Cross-address space call and thread management Strong correlation between communications functions and thread management synchronization functions RPCs synchronous with respect to calling thread Each communication function has corresponding thread management function (send <-> start, receive <-> stop) Thread classification: Heavyweight: kernel makes no distinction between thread and address space Middleweight: kernel-managed threads but decoupled from address spaces (can be multiple threads per address space) Lightweight: threads managed by user-level libraries Fine-grained parallel applications demand high-performance thread management, only possible with user-level threads. Two-level scheduling: lightweight user-level threads are scheduled on top of weightier kernel-managed threads.

URPC Performance Processing times close for client and server Nearly half of time goes to thread management (dispatch)

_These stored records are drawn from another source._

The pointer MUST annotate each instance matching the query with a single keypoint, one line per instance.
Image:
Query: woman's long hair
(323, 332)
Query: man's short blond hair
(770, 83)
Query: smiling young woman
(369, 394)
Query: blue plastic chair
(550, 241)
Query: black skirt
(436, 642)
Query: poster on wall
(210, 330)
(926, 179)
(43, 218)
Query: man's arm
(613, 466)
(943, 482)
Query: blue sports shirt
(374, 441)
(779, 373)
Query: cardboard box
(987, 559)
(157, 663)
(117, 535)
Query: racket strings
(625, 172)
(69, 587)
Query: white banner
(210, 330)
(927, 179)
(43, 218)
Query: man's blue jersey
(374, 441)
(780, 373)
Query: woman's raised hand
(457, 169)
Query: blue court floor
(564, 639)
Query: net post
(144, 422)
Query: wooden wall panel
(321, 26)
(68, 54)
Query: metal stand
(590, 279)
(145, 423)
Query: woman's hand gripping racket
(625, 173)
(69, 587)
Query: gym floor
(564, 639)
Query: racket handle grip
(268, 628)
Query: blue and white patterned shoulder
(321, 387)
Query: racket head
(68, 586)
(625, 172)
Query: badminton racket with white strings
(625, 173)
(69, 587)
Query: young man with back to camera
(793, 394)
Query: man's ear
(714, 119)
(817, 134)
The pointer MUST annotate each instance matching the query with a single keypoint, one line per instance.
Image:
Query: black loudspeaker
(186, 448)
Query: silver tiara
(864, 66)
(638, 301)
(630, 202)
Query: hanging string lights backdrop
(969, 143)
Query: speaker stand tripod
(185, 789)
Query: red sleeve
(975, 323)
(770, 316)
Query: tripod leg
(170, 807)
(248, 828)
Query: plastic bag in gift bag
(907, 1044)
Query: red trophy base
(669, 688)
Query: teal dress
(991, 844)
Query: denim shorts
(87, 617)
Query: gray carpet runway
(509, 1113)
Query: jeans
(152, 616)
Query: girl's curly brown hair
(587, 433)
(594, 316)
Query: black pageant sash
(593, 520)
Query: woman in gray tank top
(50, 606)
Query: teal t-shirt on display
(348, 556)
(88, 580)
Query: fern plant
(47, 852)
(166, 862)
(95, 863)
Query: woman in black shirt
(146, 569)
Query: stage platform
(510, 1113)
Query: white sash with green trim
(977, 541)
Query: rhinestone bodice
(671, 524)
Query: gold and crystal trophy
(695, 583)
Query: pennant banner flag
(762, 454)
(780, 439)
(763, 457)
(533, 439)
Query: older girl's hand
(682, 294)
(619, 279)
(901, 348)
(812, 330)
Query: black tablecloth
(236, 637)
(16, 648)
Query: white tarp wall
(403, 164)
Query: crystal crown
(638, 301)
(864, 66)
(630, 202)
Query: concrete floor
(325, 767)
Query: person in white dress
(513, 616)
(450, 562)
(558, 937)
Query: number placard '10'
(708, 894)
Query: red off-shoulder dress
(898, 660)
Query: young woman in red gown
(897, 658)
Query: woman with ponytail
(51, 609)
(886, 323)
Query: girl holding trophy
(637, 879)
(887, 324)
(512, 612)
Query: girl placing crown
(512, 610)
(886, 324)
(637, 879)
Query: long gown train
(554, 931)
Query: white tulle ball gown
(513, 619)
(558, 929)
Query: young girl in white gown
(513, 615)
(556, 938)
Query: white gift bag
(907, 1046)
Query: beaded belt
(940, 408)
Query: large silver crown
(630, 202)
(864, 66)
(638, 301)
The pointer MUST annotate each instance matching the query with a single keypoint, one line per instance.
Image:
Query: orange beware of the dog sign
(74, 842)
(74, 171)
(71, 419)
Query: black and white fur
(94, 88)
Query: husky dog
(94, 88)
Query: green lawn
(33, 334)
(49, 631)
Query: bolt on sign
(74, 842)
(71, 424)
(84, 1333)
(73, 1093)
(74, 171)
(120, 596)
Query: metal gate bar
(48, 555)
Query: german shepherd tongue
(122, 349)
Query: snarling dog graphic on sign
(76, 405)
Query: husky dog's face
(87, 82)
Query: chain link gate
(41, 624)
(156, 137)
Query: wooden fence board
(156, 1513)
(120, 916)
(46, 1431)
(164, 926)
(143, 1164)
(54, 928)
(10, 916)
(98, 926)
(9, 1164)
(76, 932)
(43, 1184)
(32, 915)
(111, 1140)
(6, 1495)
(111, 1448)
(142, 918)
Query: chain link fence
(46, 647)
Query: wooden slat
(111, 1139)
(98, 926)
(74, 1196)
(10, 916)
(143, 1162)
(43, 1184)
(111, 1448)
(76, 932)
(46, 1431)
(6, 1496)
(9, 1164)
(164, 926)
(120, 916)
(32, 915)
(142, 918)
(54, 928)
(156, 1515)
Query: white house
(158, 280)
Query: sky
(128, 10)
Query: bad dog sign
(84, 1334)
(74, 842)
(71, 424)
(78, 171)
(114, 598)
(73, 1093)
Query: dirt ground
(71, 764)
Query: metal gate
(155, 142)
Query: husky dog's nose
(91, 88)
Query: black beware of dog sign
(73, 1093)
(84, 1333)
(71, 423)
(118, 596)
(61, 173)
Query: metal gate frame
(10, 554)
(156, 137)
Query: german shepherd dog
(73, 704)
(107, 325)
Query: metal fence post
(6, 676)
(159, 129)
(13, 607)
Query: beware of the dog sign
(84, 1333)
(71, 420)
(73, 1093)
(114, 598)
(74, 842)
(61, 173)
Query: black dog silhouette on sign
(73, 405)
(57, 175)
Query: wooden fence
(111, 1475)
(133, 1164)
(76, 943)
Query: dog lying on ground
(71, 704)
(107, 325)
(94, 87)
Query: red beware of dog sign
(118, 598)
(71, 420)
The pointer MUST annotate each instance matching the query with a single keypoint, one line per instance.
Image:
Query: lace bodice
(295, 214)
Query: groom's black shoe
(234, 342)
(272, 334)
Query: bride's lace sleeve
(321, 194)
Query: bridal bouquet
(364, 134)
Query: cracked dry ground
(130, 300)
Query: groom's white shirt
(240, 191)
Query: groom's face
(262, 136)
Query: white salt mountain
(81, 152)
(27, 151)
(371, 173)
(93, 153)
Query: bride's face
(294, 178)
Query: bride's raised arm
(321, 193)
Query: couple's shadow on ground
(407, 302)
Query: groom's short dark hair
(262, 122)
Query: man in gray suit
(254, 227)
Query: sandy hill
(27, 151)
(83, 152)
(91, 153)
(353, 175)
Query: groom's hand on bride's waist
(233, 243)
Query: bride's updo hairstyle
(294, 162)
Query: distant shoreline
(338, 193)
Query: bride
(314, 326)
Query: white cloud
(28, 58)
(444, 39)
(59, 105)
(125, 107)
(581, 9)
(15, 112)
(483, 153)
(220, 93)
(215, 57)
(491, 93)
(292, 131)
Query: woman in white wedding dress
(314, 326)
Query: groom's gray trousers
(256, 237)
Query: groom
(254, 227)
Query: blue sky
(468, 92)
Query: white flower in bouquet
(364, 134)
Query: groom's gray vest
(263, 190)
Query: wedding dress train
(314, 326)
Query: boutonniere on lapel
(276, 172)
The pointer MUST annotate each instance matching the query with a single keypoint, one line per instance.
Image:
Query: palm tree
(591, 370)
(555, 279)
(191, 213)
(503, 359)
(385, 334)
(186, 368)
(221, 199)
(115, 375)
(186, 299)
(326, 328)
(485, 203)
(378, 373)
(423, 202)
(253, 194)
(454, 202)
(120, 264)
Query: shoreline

URPC Performance C: client processors, S: server processors; T:runnable threads in client address space Latency is traded for throughput; T=2 from T=1 means ~20% latency increase, but ~75% throughput increase

And beyond… LRPC: improve RPC for cross-domain communication performance. URPC: move inter-process communication to user-level as much as possible. Threads managed at user-level but scheduled on top of middleweight threads. Scheduler Activations (Feb 1992): provide better abstraction (than kernel threads) for kernel support of user-level threads.